Better speed is an expected advantage, but the higher accuracy is worth discussing. It is generally believed that a binary classification is easier than classifying more categories. However, the MDM is more accurate in the test, which may be due to some similar features of different lesion categories interfere with the SDM. This makes it difficult to judge whether these lesions belong to the target or not. The MDM eliminates the interference as much as possible through multicategory label supervision. It is similar to the auxiliary learning [30] for each category.
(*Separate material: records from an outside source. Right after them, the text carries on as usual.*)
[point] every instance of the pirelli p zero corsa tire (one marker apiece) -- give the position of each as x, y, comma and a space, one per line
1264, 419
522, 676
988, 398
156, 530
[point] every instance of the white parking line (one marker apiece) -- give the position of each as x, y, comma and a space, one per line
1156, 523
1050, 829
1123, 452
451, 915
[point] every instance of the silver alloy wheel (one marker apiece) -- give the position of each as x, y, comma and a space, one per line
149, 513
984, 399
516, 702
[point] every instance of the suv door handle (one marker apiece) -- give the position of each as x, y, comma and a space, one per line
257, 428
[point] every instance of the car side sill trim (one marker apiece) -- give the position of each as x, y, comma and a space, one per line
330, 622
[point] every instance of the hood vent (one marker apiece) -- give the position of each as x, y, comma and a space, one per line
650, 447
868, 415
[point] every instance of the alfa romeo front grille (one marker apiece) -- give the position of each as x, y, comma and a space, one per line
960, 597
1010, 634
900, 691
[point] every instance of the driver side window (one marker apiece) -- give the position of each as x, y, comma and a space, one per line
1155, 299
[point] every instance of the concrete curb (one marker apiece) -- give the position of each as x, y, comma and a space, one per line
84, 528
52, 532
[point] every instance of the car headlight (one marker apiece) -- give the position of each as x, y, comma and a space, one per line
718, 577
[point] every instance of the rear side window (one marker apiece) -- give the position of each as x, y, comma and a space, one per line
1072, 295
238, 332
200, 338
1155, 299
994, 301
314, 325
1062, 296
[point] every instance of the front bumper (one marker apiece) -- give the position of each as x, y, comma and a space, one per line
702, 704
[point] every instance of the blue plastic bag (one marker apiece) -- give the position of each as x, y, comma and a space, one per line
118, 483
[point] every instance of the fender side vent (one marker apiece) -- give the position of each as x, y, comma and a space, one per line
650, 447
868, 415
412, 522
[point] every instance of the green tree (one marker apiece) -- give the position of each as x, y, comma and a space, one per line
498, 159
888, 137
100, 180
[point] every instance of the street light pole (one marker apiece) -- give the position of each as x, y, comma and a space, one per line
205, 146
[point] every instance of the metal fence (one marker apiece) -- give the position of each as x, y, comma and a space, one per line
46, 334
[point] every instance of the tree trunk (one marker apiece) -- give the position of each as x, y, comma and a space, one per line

The dataset used is designed as a quantity balance of multiple lesion categories, which can eliminate the preference of models and fairly evaluate the detection performance of different categories. However, there should be differences in the distribution of four diseases in practice. This will not affect the conclusion of system designs from a technical perspective shown in this paper; however, it may affect the CADe performance in the clinic. As far as we know, there is a lack of research on the distribution of these lesions under gastroscopy, and the existing works, including the clinical studies of CADe, have not considered it. Therefore, it is difficult to design a dataset close to clinical distribution at present. In the future, if more extensive and large-scale clinical image data can be obtained in subsequent research, we will further explore the impact of lesion distribution on CADe performance from a clinical perspective.

5. Conclusions

The constructed system can run on limited hardware and detect multicategory lesions accurately and synchronously in real-time. It can further expand the application of CADe in clinic and more efficiently use expensive-labelled medical images. We expect that this work will be a pioneering reference for future studies and researchers. The system can detect GISTs, polyps, and ulcers with extremely high accuracy, and the next step will be to examine its clinical effectiveness. The ways of improving the accuracy of cancer detection will also be explored in future works. In addition, we also hope to improve clinical applicability by detecting more categories or adding new features.

Data Availability

The data used to support the findings of this study are available from the corresponding author upon request.

Conflicts of Interest

The authors declare that there is no conflict of interest regarding the publication of this paper.

Acknowledgments

This work is supported by the National Key R&D Program of China (2019YFC0119503) and NSFC (U20A20389).